# Royal Blood: Create Your Own Fantasy Titles



## Wraith Form (Feb 28, 2019)

"the Unburt"

The whosisnow?


----------



## pauldanieljohnson (Feb 28, 2019)

Wraith Form said:


> "the Unburt"
> 
> The whosisnow?




Unburt = Ernie

But seriously, cool article. An interesting companion piece would be something on heraldry and how family history, national identity, and the joining of bloodlines influences all the symbolism in armorial bearings.


----------



## Gammadoodler (Feb 28, 2019)

Regarding sobriquets, there should be an addendum whereby any title which does not include "the Dance" shall be rerolled until it is included.


----------



## Legatus Legionis (Mar 1, 2019)

.


----------



## TregMallin (Mar 2, 2019)

Wraith Form said:


> "the Unburt"
> 
> The whosisnow?




I think it is supposed to be The Unburnt.


----------



## Draegn (Mar 2, 2019)

Why is there no love for Baronets? Dragons think they go well with crumpets.

One could use other languages for the various races. Welsh works nicely for the elves.

https://en.wikipedia.org/wiki/Welsh_peers_and_baronets


----------



## Wraith Form (Mar 2, 2019)

TregMallin said:


> I think it is supposed to be The Unburnt.
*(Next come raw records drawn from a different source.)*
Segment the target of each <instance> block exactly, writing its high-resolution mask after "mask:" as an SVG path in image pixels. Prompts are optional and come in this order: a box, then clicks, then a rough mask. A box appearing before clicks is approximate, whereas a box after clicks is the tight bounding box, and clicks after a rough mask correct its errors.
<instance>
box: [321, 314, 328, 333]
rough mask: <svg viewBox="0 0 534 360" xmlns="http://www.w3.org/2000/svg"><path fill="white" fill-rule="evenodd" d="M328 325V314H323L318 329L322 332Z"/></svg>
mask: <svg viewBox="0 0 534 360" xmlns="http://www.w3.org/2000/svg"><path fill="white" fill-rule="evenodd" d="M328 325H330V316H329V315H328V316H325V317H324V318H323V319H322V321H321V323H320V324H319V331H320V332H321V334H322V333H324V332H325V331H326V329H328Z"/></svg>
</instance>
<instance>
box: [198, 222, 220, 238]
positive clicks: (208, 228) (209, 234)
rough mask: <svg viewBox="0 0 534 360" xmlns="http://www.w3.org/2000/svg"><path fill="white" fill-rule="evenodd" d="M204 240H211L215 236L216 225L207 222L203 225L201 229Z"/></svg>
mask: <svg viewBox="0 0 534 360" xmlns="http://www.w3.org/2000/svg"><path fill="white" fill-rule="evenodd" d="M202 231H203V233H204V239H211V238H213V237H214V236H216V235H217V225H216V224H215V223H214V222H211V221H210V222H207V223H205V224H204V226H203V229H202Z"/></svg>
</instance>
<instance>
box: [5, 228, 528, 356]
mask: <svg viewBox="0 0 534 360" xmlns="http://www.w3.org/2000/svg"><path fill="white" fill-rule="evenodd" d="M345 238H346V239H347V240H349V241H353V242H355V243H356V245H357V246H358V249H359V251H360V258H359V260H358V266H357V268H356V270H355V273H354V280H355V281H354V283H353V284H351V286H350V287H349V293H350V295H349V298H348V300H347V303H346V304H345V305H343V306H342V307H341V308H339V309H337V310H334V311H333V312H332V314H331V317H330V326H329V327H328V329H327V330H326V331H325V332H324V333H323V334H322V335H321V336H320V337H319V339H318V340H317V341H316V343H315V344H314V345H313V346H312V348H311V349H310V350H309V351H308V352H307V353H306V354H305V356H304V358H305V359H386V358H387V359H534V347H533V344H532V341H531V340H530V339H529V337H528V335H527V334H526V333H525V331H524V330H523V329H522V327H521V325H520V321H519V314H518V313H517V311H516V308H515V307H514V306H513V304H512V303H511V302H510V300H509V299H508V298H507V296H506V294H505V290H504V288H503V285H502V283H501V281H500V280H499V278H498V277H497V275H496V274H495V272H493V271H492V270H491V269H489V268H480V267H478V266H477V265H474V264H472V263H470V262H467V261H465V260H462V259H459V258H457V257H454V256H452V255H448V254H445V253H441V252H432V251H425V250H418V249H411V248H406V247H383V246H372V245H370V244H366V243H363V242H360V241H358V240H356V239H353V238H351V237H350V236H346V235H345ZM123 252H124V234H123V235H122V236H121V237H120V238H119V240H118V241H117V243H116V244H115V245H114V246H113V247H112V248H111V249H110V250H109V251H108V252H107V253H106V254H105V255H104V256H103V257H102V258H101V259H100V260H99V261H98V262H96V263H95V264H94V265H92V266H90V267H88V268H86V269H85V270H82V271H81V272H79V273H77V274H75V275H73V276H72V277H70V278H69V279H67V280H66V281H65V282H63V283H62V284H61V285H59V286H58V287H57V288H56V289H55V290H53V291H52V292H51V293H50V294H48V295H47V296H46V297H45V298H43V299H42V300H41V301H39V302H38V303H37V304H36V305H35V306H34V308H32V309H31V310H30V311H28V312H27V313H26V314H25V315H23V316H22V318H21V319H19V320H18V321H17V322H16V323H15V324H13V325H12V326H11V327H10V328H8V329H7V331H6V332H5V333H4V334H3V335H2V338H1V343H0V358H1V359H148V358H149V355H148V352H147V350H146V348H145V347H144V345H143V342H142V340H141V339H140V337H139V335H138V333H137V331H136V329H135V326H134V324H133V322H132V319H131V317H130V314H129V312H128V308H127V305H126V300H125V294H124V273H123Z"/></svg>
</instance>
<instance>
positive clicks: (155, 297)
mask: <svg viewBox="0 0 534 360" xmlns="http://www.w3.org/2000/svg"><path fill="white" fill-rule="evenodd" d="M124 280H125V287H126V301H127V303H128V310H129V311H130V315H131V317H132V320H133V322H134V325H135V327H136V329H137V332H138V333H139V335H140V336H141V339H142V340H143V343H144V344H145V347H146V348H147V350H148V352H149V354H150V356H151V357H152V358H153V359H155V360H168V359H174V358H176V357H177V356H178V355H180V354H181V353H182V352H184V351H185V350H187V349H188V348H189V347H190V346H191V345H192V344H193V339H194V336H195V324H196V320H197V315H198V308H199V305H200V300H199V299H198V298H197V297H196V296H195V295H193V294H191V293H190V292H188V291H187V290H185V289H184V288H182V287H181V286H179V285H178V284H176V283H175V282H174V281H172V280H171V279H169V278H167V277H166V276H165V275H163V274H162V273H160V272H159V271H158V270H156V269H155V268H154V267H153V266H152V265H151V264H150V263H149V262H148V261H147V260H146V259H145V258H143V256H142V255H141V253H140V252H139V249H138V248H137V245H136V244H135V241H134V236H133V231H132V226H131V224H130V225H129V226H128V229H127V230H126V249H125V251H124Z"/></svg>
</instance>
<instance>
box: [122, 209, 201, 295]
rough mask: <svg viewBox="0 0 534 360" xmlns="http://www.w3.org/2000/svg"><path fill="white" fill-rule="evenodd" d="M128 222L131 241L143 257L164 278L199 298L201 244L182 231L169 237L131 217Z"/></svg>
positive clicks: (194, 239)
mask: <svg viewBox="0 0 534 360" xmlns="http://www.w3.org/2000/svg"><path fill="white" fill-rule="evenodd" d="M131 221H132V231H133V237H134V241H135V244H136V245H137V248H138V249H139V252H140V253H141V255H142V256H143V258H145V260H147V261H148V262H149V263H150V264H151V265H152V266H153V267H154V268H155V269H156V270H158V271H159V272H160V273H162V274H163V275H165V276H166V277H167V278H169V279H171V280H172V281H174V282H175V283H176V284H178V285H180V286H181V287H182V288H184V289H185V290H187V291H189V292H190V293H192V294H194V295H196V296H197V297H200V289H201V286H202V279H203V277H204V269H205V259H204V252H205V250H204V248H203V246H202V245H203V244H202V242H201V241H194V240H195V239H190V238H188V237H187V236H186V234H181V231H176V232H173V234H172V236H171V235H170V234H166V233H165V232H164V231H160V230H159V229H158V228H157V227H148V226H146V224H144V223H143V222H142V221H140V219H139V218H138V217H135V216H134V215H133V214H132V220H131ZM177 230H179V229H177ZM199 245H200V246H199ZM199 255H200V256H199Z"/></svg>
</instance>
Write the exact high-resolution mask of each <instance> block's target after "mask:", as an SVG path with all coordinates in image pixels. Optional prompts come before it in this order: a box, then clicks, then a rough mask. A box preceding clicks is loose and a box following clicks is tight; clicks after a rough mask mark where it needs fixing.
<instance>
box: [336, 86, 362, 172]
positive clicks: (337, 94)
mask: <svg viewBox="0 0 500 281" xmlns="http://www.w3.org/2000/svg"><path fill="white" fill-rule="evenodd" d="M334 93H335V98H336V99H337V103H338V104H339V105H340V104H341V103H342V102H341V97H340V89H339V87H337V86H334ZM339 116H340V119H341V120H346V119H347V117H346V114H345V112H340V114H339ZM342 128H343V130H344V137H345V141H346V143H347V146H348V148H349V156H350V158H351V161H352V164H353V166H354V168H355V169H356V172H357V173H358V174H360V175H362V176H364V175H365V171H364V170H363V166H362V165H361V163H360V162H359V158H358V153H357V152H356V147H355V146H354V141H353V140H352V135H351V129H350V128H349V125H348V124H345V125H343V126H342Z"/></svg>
Well, yes, obviously.  We typically call what I did ^ up there a "joke," intended to make others laugh.


----------



## Derren (Mar 2, 2019)

Titles and the feudal hierarchy were very important in the times D&D tries to take its society from, so instead of presenting a random generator which can result in nonsense titles it would be better if there were articles about how feudal politics worked and how to incorporate fantasy elements into it.


----------



## Morrus (Mar 2, 2019)

Derren said:


> Titles and the feudal hierarchy were very important in the times D&D tries to take its society from, so instead of presenting a random generator which can result in nonsense titles it would be better if there were articles about how feudal politics worked and how to incorporate fantasy elements into it.




Jeez dude. It was just a bit of fun.


----------



## TregMallin (Mar 2, 2019)

Wraith Form said:


> Well, yes, obviously.  We typically call what I did ^ up there a "joke," intended to make others laugh.




It was hilarious.


----------



## SuperSam888 (Mar 8, 2019)

pauldanieljohnson said:


> Unburt = Ernie
> 
> But seriously, cool article. An interesting companion piece would be something on heraldry and how family history, national identity, and the joining of bloodlines influences all the symbolism in armorial bearings.




1st of all: I lol'd so hard at your joke. 
2nd: That would be a cool idea for an article.


----------